You shouldn't be shy about telling people that you'd like to join their department - they like to hear it! I started doing so as soon as I knew tax was where I wanted to be.

In order to get your place, you've got to be slightly fortunate in that there has to be a position available. Other than that, it's about a good fit in terms of abilities, a good fit with the team, and personal qualities."

Moving up

"In tax, getting the technical know-how is the hardest bit - it takes years to fully understand the area.

I used to have a crib sheet where I wrote down everything I learnt. It had cross references to other documents, useful pieces of drafting I'd done, and other bits of know-how. I built it up over time and it really helped me consolidate my knowledge.
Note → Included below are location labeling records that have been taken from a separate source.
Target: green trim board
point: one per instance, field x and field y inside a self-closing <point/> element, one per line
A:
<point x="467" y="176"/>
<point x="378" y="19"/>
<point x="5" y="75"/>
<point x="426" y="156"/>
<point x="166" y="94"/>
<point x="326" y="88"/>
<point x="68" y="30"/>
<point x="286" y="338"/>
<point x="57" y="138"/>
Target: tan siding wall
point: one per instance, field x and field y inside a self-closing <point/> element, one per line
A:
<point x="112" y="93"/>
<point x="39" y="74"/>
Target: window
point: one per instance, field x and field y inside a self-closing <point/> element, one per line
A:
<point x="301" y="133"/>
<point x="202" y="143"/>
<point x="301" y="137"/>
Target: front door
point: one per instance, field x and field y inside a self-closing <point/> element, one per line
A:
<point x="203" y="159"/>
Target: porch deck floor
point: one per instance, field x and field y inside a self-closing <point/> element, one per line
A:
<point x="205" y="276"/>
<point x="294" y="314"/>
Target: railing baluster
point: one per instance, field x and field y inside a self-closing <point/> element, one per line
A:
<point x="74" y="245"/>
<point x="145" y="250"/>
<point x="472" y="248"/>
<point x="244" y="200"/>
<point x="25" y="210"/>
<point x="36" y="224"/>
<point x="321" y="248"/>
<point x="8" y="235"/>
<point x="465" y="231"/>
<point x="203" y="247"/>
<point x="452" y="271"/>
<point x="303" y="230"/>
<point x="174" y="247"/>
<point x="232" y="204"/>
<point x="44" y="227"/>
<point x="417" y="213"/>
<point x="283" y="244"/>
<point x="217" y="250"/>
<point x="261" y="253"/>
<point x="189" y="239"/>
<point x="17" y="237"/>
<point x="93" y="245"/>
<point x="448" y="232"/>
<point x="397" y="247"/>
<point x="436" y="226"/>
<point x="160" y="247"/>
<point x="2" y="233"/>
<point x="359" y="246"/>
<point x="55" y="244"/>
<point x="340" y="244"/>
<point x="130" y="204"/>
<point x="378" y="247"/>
As a newly-qualified associate, you realise you're at the firm and in your team for the long haul. As well as making sure you do a good job, you start to also think more about where your work's coming from and how you can find more of it yourself to help the firm and develop your career.

I went out of my way to build new client relationships and have been involved in creating a new area of practice for the firm - advising on the insurance of tax risks. We work for all the major players in this area now."

Becoming a partner

"One thing that assisted me in progressing into being a partner is that there was a lack of people doing the corporate side of tax work and I was able to fill that gap.

Other than that, I think it came down to being someone who people at the firm were happy to put in front of their clients.

Becoming a partner at CMS involves various courses and assessments, and feedback from existing partners. Then your department put you forward to the firm's board, who assess the business case for making you a partner. The partnership then vote, but it'd be unusual for them not to follow the decision of your team and the board.

Being made up is a momentous occasion. As when you join a firm as a trainee, you know you'll be asked to do things you haven't done before, and I was naturally slightly worried about whether I'd be good at them.

But once I realised I'd reached this point for a reason, I calmed down and just got on with the job."

The future

"There are new areas of work I'd like to expand into, and I like the business development side of things, meeting people and winning new clients. My long-term goal is for the firm to become more and more well-known in my field.

I really enjoy my job, and any partner will tell you that's why they've got to where they are. And that's built on finding a firm where you get on with the people because it means you're not going to panic when you're busy and need help, and won't feel you can't ask questions - these things help people feel comfortable and do their best work.

I found a good fit at CMS, and that's why I progressed fairly quickly and am still here now!"